Ohio resort island tries to shed its ‘anything goes’ image


This summer’s public urination citations in the Ohio island village of Put-in-Bay were down significantly from past years as business owners, village officials and residents work to shake the negatives of being a party mecca.

There were 33 public urination citations issued this summer, down from 67 in 2006, The (Toledo) Blade reported.

The misdemeanor offense carries an $80 fine and $85 in court costs. The island village on Lake Erie changed its law in 2000 to remove the more serious charge of public indecency.

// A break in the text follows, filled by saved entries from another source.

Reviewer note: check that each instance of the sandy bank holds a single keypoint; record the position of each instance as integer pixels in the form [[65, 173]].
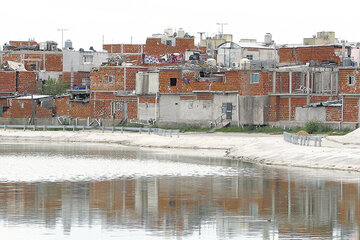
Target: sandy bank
[[342, 153]]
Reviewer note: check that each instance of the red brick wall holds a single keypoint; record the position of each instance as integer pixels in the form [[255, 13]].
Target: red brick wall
[[284, 109], [274, 107], [351, 109], [127, 48], [147, 99], [15, 111], [78, 76], [232, 82], [333, 114], [295, 102], [36, 59], [80, 110], [22, 43], [12, 57], [185, 98], [62, 106], [98, 83], [316, 99], [344, 87], [27, 82], [8, 82], [204, 96], [53, 62], [101, 105], [253, 89], [305, 54]]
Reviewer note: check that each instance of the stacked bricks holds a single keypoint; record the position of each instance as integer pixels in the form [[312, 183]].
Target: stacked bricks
[[101, 103], [22, 43], [305, 54], [42, 60], [8, 82], [344, 86], [26, 81], [78, 77], [99, 79], [333, 114], [16, 111], [148, 99]]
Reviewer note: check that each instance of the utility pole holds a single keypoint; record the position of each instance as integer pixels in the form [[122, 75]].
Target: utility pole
[[201, 34], [62, 36], [222, 28]]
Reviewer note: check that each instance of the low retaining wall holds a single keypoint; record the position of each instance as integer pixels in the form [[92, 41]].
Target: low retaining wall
[[302, 140]]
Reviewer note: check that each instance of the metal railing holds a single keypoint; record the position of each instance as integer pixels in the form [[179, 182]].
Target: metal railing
[[302, 140], [157, 131]]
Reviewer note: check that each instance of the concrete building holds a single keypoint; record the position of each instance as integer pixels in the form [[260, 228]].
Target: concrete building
[[260, 54], [321, 38]]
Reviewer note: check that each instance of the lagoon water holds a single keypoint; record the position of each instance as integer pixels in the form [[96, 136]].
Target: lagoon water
[[72, 191]]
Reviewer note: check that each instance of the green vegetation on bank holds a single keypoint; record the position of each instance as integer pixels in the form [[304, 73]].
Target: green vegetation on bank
[[54, 87]]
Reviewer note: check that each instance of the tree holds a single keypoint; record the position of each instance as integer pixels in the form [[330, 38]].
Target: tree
[[54, 87]]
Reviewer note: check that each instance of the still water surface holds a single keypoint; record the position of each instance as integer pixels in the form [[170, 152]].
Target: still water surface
[[71, 191]]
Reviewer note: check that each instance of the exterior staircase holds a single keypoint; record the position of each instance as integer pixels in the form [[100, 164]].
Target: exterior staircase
[[220, 122]]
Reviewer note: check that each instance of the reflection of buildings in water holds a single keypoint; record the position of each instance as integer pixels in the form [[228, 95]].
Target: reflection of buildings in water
[[238, 205]]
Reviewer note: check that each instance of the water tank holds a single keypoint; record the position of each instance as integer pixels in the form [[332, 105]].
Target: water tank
[[211, 61], [181, 33], [169, 32], [244, 64], [68, 44], [268, 39]]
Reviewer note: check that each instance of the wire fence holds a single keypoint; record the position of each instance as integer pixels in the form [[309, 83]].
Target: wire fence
[[157, 131], [302, 140]]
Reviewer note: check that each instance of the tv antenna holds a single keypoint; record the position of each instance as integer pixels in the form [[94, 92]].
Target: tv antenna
[[62, 36]]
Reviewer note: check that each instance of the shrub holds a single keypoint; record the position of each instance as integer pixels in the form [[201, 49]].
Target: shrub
[[312, 127]]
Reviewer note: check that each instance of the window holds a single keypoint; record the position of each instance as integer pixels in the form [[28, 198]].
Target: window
[[254, 78], [172, 81], [108, 79], [88, 59], [351, 80], [119, 106]]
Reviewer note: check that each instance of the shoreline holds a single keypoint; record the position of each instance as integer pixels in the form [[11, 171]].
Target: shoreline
[[336, 153]]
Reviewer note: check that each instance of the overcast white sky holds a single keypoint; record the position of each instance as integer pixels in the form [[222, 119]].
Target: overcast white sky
[[88, 21]]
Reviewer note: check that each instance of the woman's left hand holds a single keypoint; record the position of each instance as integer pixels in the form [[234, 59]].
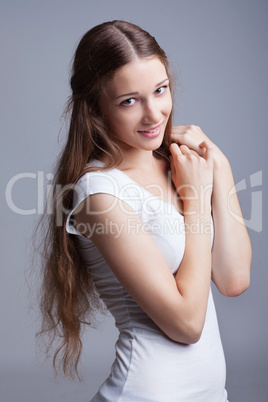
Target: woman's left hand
[[193, 136]]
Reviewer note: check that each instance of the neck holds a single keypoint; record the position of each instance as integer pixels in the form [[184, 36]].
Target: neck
[[138, 159]]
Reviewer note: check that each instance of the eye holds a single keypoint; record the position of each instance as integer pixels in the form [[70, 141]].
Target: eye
[[161, 90], [128, 102]]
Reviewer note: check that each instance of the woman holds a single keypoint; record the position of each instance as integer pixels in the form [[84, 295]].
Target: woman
[[133, 204]]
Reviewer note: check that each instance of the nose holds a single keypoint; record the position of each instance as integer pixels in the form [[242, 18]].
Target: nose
[[151, 112]]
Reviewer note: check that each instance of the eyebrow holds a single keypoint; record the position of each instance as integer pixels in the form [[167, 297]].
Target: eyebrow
[[136, 93]]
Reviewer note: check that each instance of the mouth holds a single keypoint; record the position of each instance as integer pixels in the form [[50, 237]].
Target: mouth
[[152, 132]]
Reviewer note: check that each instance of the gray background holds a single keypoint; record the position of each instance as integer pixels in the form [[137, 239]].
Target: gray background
[[219, 51]]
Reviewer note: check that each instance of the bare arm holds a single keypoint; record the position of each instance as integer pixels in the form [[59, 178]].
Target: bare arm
[[177, 306], [231, 254]]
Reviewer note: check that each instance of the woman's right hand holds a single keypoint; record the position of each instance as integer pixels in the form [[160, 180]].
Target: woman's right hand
[[192, 174]]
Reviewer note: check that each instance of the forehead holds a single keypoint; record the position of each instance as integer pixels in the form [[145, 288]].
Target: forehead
[[137, 76]]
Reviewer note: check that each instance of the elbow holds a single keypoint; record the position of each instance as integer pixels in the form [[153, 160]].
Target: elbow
[[189, 334], [236, 287]]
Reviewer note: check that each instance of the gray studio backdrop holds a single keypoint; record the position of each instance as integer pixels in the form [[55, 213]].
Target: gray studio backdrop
[[219, 52]]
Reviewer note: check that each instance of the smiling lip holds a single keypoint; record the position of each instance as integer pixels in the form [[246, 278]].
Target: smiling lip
[[152, 132]]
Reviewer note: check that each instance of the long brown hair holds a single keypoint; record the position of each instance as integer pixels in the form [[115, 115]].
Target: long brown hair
[[67, 295]]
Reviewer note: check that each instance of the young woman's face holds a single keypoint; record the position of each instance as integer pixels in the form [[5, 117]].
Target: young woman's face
[[137, 103]]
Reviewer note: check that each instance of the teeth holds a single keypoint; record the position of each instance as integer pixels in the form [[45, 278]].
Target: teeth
[[151, 131]]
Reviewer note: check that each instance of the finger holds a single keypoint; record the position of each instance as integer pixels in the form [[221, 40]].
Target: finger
[[208, 150], [185, 150], [175, 149]]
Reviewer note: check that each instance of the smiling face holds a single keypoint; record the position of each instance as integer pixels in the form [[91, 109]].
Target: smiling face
[[137, 103]]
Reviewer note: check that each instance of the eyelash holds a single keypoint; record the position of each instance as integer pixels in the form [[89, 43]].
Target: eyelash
[[158, 94]]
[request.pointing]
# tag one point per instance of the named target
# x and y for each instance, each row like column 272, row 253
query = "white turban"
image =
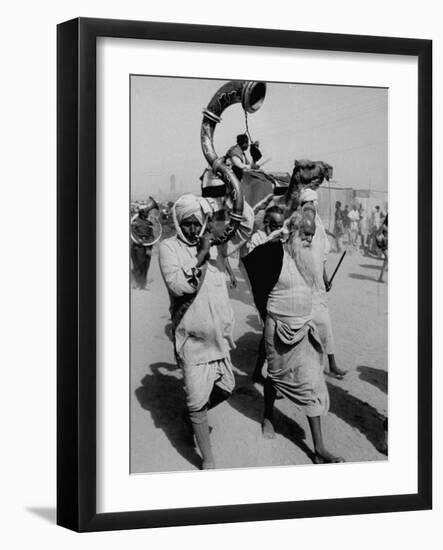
column 190, row 205
column 308, row 195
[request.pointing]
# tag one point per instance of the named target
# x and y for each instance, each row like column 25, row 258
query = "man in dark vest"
column 237, row 154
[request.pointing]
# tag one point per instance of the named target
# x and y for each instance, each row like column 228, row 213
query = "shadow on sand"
column 362, row 277
column 376, row 377
column 371, row 266
column 163, row 395
column 358, row 414
column 248, row 400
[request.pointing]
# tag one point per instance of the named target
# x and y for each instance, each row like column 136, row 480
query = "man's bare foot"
column 325, row 457
column 258, row 377
column 268, row 429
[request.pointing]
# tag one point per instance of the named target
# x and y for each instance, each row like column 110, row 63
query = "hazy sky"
column 344, row 126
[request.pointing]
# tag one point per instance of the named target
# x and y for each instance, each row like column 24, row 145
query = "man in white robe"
column 202, row 317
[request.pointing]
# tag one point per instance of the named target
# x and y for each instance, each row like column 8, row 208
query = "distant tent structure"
column 331, row 192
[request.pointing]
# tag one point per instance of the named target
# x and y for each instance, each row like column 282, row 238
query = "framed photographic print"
column 231, row 296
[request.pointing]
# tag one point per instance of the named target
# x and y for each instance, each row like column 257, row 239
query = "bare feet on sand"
column 268, row 429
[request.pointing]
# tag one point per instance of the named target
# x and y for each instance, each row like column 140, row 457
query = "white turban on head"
column 190, row 205
column 308, row 195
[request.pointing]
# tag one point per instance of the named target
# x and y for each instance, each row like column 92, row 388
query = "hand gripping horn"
column 251, row 95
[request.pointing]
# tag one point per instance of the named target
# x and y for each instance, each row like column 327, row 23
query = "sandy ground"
column 161, row 441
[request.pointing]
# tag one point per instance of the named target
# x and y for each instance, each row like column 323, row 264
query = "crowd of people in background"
column 283, row 259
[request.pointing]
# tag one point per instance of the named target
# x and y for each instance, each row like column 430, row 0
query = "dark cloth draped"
column 264, row 265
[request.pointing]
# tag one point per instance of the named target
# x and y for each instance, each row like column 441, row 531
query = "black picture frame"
column 76, row 266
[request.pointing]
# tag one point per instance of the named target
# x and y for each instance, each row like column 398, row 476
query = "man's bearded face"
column 191, row 228
column 301, row 232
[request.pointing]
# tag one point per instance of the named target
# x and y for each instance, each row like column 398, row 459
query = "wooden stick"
column 336, row 268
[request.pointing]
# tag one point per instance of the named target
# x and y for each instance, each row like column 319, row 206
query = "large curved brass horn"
column 251, row 95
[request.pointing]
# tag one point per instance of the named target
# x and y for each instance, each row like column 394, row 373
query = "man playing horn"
column 237, row 155
column 293, row 348
column 321, row 285
column 202, row 317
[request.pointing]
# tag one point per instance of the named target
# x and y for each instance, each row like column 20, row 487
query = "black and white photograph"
column 258, row 216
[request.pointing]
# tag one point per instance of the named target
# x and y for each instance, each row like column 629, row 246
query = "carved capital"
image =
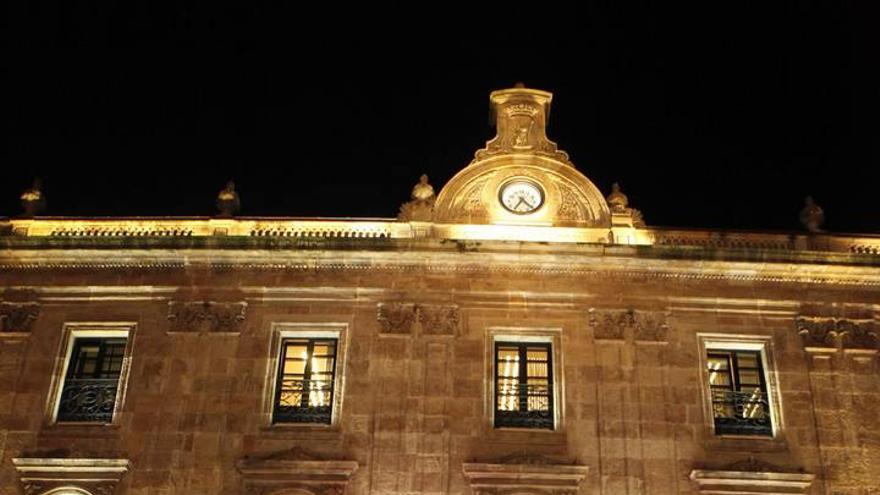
column 819, row 332
column 18, row 317
column 396, row 318
column 206, row 316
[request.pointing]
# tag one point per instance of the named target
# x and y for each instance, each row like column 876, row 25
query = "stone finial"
column 520, row 116
column 33, row 201
column 228, row 201
column 812, row 217
column 421, row 207
column 617, row 200
column 423, row 190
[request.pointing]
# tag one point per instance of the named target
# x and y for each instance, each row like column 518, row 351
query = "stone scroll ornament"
column 206, row 316
column 434, row 319
column 622, row 324
column 18, row 317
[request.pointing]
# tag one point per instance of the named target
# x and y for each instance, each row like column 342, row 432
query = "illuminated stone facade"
column 634, row 360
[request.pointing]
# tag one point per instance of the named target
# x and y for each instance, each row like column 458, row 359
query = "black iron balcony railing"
column 318, row 395
column 533, row 402
column 741, row 413
column 88, row 400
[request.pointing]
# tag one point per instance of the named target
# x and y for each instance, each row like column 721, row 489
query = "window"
column 523, row 385
column 92, row 380
column 304, row 389
column 738, row 392
column 91, row 372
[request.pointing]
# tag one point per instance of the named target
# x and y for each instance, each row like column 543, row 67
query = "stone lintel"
column 548, row 478
column 712, row 482
column 101, row 476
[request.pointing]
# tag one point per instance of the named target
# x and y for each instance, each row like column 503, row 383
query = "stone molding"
column 18, row 317
column 401, row 318
column 620, row 325
column 828, row 334
column 295, row 469
column 524, row 472
column 750, row 477
column 206, row 316
column 97, row 476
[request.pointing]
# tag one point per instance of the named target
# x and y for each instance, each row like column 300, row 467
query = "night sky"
column 722, row 118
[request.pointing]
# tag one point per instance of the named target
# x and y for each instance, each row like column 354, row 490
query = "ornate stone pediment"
column 623, row 324
column 97, row 476
column 206, row 316
column 295, row 469
column 521, row 473
column 522, row 153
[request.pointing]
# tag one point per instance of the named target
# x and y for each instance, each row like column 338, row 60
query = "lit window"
column 738, row 391
column 305, row 386
column 523, row 385
column 91, row 382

The newspaper reports that Put-in-Bay’s police blotter still fills with public urination and disorderly conduct incidents in the summers, and monthly ambulance runs rise from 10 in the off-season to 90 in July.

But community leaders say such incidents involve a fraction of the tens of thousands who visit Put-in-Bay each year.

“You have tons and tons of people who are drinking. They are unfamiliar with the town,” village councilman Jeff Koehler told the newspaper. “Realistically, you deal with what it is. It is a resort town and people are out to have fun.”

Boaters used to stand on the long concrete docks drinking beer while 20 years ago sleeping in DeRivera Park was a regular occurrence. Both practices now are rare.

“I think we have made some fantastic changes as a community,” said Put-in-Bay Chamber of Commerce president Ty Winchester. “And I think some of that is forgotten.”

Village officials have struggled to keep up with a boom in the number of visitors to the South Bass Island, whose biggest catalyst may have been the launch of the Jet Express ferry service in 1989.

Put-in-Bay began its ascent as a resort town in the early 19th century, when settlers traveled there to grow wheat and livestock, plant grape vineyards, or build docks. Now the Jet Express sells between 8,000 and 9,000 round-trip tickets a day, and about 12,000 a day during its biggest weekend, Christmas in July.

The Park Hotel, the island’s largest hotel 20 years ago, is now one of its smallest. The interim has seen the addition of a host of new resorts, bars and restaurants and expansions to existing accommodations.

Ohio Division of Liquor Control has nearly three dozen active liquor permits on file for South Bass Island.